Nick is the Director of Data Engineering at Veraset, a data-as-a-service startup focused on understanding the world from a geospatial perspective. Nick has worked in data engineering and analytics roles for over a decade in a variety of industries, from financial services (Two Sigma, Exodus Point) to cyber security (Blue Voyant) and now geospatial analytics. His experience building, scaling, and supporting distributed data systems includes work on multiple cloud providers, on-prem clusters, proprietary distributed systems, and relational databases.
May 28, 2021 11:40 AM PT
As the data-as-a-service ecosystem continues to evolve, data brokers are faced with an unprecedented challenge - demonstrating the value of their data. Successfully crafting and selling a compelling data product relies on a broker’s ability to differentiate their product from the rest of the market. In smaller or static datasets, measures like row count and cardinality can speak volumes. However, when datasets are in the terabytes or petabytes though - differentiation becomes much difficult.

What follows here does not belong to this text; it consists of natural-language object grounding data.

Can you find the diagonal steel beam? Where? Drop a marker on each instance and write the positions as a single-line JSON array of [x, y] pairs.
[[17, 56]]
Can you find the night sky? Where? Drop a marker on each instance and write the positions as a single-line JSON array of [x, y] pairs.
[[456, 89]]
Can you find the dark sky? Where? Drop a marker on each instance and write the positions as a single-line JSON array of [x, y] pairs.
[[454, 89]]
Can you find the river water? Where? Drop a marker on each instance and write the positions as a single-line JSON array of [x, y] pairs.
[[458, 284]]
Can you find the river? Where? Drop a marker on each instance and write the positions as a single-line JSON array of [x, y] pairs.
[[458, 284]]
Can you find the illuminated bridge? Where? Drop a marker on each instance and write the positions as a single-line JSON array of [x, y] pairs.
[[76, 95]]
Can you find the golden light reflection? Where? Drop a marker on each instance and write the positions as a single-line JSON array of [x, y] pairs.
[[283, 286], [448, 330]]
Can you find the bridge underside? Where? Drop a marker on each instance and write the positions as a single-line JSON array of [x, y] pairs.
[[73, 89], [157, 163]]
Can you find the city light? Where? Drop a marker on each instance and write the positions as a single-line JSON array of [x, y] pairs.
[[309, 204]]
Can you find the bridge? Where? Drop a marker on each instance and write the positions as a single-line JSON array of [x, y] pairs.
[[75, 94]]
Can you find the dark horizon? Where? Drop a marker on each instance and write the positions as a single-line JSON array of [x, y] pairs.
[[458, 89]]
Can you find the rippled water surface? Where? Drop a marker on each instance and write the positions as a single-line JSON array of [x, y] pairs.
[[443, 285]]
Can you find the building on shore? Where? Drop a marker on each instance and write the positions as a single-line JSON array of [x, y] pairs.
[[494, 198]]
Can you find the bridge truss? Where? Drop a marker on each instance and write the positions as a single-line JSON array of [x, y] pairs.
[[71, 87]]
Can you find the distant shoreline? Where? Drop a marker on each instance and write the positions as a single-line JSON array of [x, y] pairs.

On top of that “data quality” is a somewhat ill-defined term and the definition of a “high quality dataset” can change daily or even hourly.
This breakout session will describe Veraset’s partnership with Databricks, and how we have white labeled Databricks to showcase and accelerate the value of our data. We’ll discuss the challenges that data brokers have faced to date and some of the primitives of our businesses that have guided our direction thus far. We will also actively demo our white label instance and notebook to show how we’ve been able to provide key insights to our customers and reduce the TTFB of data onboarding.